Lynch: When LIV’s cash advantage is spent — which might be soon — what leverage does it have left?

Some of the league’s stars have been told they won’t see renewals on the scale that lured them to LIV.

The pithy ‘3 R’s’ rubric has been used to summarize fundamentals in many areas, from the New Deal (Relief, Recovery, Reform), to early learning (Relationships, Repetition, Routines), to the environment (Reduce, Reuse, Recycle). The same formula can illuminate what matters most in golf these days: Reward, Reputation, Relevance.

The economics that have warped the men’s professional game ensure ample reward, but for some that has come at the cost of both reputation and relevance, none moreso than Jon Rahm. Golf Digest’s Jaime Diaz reports that the Spaniard regrets his December move to LIV Golf, and while Rahm himself is unlikely to ever confirm such a sentiment, Diaz is a fastidious reporter and his account squares with what many others in the game have heard. Even in his (at times bizarre) public comments, Rahm sounds more notes of poignant yearning for the tour he left than of fierce advocacy for the one he joined.

He was rewarded though, even if the oft-cited contract amount ($500 million) is wholly unsourced and — according to someone close to Rahm — wildly exaggerated. Whatever the figure, it was sufficient for a man who emphatically pledged fealty to the PGA Tour to don a LIV letterman jacket and stand next to Greg Norman. Rahm’s isn’t the only reputation bruised after a volte-face, and at least he didn’t explicitly express his willingness to overlook murder and human rights abuses if doing so gave him leverage over the PGA Tour, that being the putrid pyre on which Phil Mickelson’s legacy was incinerated.

Yet a day is nearing when Saudi subsidies cease to provide a dominant advantage when it comes to player rewards, because LIV’s irrational economy faces a retraction. A few player contracts expire in 2024, more in ’25. Some of the league’s stars have been told they won’t see renewals on the scale that lured them to LIV, so those who extend will be doing so for less. Assuming extensions are even offered. Perhaps they will be, but if no deal is reached between the Public Investment Fund and the PGA Tour, then the Saudi government has a call to make: throw good money after bad with another round of contracts for an execrable product with zero market traction, or cut loose. And they have been known to favor chopping those deemed inconvenient.

Across town, it’s a bull market, for now. Scottie Scheffler has earned more than $28 million in prize money this season on the PGA Tour. Throw in his Comcast bonus ($8 million), two lucrative events this week and next (each paying $3.6 million to the winner) and the eye-watering FedEx Cup bonuses disbursed later this month at East Lake (top payout: $25 million), and Scheffler could clear well north of $60 million. And that excludes endorsements, the value of the equity grant he received in PGA Tour Enterprises, and a pension scheme that would make Congressional grifters feel shortchanged.

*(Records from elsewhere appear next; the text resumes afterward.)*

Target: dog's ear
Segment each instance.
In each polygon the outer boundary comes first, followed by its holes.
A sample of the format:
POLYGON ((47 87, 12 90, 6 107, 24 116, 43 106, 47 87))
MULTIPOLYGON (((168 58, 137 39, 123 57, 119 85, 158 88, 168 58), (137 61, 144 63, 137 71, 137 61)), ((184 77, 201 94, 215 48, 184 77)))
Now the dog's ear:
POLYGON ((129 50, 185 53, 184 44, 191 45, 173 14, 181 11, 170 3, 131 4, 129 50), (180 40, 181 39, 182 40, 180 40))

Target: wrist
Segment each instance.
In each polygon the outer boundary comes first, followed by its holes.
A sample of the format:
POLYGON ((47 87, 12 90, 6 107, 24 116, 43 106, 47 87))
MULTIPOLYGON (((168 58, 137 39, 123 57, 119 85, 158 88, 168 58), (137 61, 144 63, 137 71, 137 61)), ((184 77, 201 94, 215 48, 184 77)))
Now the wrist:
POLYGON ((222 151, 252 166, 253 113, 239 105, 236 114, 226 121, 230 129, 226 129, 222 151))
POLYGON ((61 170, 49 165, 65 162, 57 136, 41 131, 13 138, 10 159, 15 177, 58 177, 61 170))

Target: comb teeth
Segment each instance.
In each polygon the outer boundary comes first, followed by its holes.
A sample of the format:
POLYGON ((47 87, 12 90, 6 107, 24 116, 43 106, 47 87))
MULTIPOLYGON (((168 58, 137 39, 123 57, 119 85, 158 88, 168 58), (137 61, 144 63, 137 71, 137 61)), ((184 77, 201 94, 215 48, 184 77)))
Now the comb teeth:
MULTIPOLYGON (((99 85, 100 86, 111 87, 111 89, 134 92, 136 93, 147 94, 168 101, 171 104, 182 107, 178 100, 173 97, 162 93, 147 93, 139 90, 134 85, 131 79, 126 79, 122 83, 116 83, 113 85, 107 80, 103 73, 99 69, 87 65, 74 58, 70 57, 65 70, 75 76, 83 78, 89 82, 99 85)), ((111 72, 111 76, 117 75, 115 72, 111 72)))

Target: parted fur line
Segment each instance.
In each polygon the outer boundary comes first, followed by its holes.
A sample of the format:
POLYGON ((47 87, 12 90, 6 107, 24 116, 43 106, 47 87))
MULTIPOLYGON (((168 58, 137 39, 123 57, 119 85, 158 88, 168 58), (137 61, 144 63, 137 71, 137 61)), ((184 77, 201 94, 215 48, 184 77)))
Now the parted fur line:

But how sustainable is that model? Strategic Sports Group injected $1.5 billion into the Tour with the promise of the same again, but that’s not intended to be debited directly into players’ pockets as purses. An accounting will come in Ponte Vedra as surely as it will in Riyadh. “Sustainability is living on nature’s income rather than living on its capital,” wrote the late physicist, Murray Gell-Mann. His aphorism has currency when applied to the golf economy, regardless of which tour one looks at.

That said, one tour has attracted investors who see the potential for significant returns. The other survives on the whims of a solitary banker, and he works for a mercurial authoritarian. That’s a shaky foundation for long-term sustainability. The popular narrative has the PGA Tour unable to withstand more poaching, having its product strength bled out, seeing its sponsors and fans fleeing. There are very minor elements of truth in those assertions, but the Saudis are even more incentivized to seek a face-saving deal. The PGA Tour is looking less like LIV’s rival and more like its life raft.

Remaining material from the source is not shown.